Primary Outcome Measures

Plasma levels of 15-epi-lipoxin A4 [30 days]
Percent change in plasma levels of 15-epi-lipoxin A4 from baseline (%)

Secondary Outcome Measures

Plasma levels of C Reactive Protein (CRP) [30 days]
Percent changes in plasma CRP from baseline (%)
platelet aggregation in blood sample [30 days]
Percentage change in inhibition of platelet aggregation in blood sample from baseline (%)

Eligibility Criteria

Criteria

Ages Eligible for Study:

18 Years to 70 Years

Sexes Eligible for Study:

All

Accepts Healthy Volunteers:

Inclusion Criteria:

Provision of informed consent prior to any study specific procedures

Women of childbearing potential must be using an acceptable method of contraception to avoid pregnancy throughout the study

Patients with stable coronary artery disease (3-12 months after Acute Coronary Syndrome) who receive clopidogrel for at least 3 months.

Exclusion Criteria:

Recent stroke or acute coronary syndromes (<3 months before randomization).

Concurrent use of aspirin >100 mg/day where the dose reduction to 81 mg/day is contraindicated.

Current use of theophylline.

Concurrent use of Non Steroidal Anti-Inflammatory Drugs.
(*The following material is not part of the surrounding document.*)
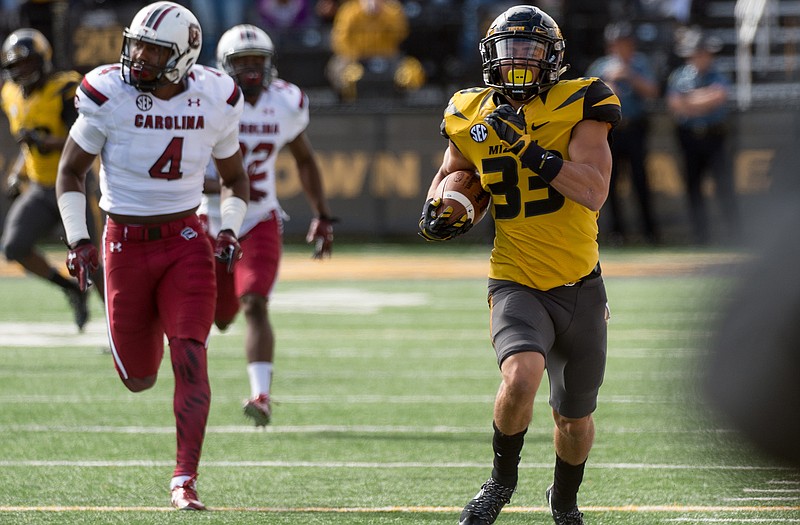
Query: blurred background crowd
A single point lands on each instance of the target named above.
(433, 43)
Patients receiving the following medications: ketoconazole, itraconazole, voriconazole, clarithromycin, nefazodone, ritonavir, saquinavir, nelfinavir, indinavir, atazanavir, telithromycin, rifampin, dexamethasone, phenytoin, carbamazepine, or phenobarbital. Patients receiving simvastatin or lovastatin at doses greater than 40 mg daily.

Patients with type 2 diabetes with a fasting plasma glucose greater than 200 mg/dl.

Active inflammatory disease or chronic infection.

Contraindication for aspirin, clopidogrel or ticagrelor.

Women who are pregnant or breastfeeding.